Sob outra égide, nomeia-se integral a reunião de obras de um compositor representando determinado gênero ou forma. Como exemplos, entre tantos, a apresentação ou gravação das 32 Sonatas de Beethoven, os dois livros do Cravo Bem Temperado de J.S. Bach, a coleção de um determinado gênero escolhido pelo compositor.

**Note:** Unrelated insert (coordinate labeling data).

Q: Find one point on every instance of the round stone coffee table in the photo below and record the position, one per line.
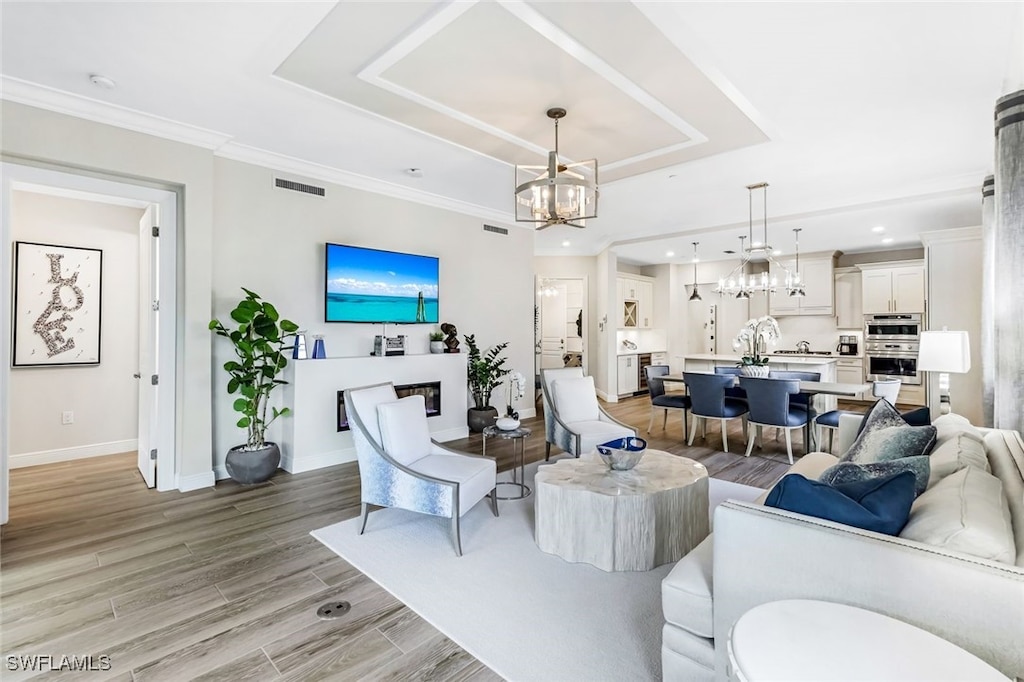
(621, 520)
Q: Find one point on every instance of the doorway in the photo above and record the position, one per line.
(561, 323)
(156, 365)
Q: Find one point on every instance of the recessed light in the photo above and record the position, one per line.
(102, 82)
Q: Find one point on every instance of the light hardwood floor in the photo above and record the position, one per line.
(223, 583)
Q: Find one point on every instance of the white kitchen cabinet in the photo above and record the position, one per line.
(645, 301)
(816, 273)
(849, 297)
(629, 375)
(893, 289)
(851, 371)
(636, 302)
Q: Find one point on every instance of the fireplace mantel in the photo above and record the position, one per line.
(310, 438)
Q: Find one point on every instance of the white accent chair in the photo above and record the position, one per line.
(400, 466)
(573, 420)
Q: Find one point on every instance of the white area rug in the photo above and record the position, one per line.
(526, 614)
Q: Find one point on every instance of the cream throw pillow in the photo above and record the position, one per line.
(404, 433)
(955, 453)
(966, 512)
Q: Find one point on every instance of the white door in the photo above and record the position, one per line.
(148, 276)
(553, 315)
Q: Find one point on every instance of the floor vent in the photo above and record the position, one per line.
(299, 186)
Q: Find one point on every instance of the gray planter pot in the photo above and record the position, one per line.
(253, 466)
(480, 419)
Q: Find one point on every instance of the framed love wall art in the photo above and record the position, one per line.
(56, 304)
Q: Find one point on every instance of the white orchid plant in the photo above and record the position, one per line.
(755, 338)
(514, 391)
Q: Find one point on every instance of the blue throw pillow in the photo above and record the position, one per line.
(848, 472)
(882, 505)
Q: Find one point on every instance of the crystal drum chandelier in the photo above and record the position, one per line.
(559, 194)
(741, 285)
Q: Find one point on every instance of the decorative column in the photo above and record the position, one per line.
(1008, 312)
(987, 298)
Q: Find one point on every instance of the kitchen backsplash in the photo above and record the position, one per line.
(819, 331)
(646, 340)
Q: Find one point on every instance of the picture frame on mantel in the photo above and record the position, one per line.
(57, 305)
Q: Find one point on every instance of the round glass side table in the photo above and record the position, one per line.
(517, 436)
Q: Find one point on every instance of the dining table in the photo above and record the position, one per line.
(811, 388)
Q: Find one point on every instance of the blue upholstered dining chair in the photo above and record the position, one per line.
(573, 420)
(887, 389)
(400, 466)
(769, 403)
(664, 401)
(708, 400)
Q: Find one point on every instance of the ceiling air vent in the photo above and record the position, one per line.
(298, 186)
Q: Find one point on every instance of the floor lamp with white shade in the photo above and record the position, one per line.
(944, 351)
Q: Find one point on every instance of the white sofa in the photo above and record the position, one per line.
(759, 554)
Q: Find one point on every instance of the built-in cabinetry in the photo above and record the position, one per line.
(893, 287)
(816, 272)
(849, 297)
(850, 371)
(636, 301)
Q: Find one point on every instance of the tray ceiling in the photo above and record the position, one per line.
(635, 104)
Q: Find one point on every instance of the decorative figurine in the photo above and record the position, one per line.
(452, 342)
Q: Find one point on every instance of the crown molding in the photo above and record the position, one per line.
(951, 235)
(24, 92)
(283, 163)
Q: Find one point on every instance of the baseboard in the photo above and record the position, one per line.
(197, 481)
(69, 454)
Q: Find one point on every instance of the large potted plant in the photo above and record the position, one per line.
(484, 372)
(259, 340)
(754, 339)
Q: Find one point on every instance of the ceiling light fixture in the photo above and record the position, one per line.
(737, 283)
(695, 295)
(557, 194)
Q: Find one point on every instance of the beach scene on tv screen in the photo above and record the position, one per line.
(365, 285)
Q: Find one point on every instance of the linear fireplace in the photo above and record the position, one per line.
(431, 392)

A importância de uma integral é inquestionável. Contudo, habituado ao déjà vu, o melômano busca o que conhece. Em tantos blogs anteriores observei essa prática, motivada por fatores os mais diversos, como a insistência das sociedades de concerto na repetição repertorial, a quase absoluta  inexistência de interesse pela escuta de composições que fogem da rotina, mesmo pertencentes a um autor referencial, o básico despreparo do público muitas vezes com “verniz” cultural, mas para o qual a presença numa sala de concerto configura um ato social praticado através da tradição.

Acredito firmemente que não é através de uma “imposição” do mercado que ampliaremos a escuta de obras esquecidas dos grandes autores. Selecionadas, têm elas de ser apresentadas paulatinamente, fazendo compreender ao público a importância dessas criações. Homeopaticamente entrariam em circulação. Não obstante, a rapidez com que se propagam “novidades” impede o aprofundamento e a conscientização. Fosse outra a atitude, dezenas de Cantatas de Bach, entre as mais de centena delas, poderiam estar nos repertórios. Privilegia-se sempre esse “pico” da ponta do iceberg. O Sistema sabe que a escuta “dispersa” não é alternativa para a retenção na memória de padrões sacralizados, como a melodia ou a simples referência a uma obra consagrada.

O projeto idealizado e concluído pela pianista Eudóxia de Barros e intérpretes convidados, a abordar segmento preciso da obra de Osvaldo Lacerda, é meritório e dá continuidade a integrais para piano de compositores como Heitor Villa-Lobos empreendidas pelos pianistas Anna Stella  Schic, Arthur Moreira Lima, e mais recentemente, Sônia Rubinsky. Outros autores brasileiros com produção mais reduzida já foram contemplados, sempre a ter um só pianista.

Continuo um adepto das integrais compartimentadas em segmentos, no caso específico, o piano. Fi-lo em recitais ao apresentar as integrais de Jean-Philippe Rameau (1683-1764), Claude Debussy (1862-1915), Modest Moussorgsky (1840-1881) e Francisco de Lacerda (1869-1934), sendo que apenas gravei a integral de Rameau e obras relevantes dos outros três. Entendo que, para um estudioso, a integral indica o melhor caminho para o entendimento de todos os processos criados por um compositor. Essa assertiva ratifica a necessidade imperiosa de um debruçamento sobre o pensar de um criador. A leitura das missivas de um compositor tem fundamental importância. Tantos deixaram quantidade apreciável nesse mister. Estudos analíticos paralelos relacionados à obra, escritos por especialistas com amplo conhecimento do que se passa numa partitura, merecem constantes visitas, pois corroboram a compreensão fundamental que leva à interpretação consciente.

This post resumes the subject of the previous week, contrasting the terms “opera omnia” of a composer (a collection of all his works) with “selected works” (those selected by some criterion, such as the instrument for which they have been written). Though in my view the opera omnia does not sort out works of less importance, it is significant to shine a light on the very nature of a composer’s creative process.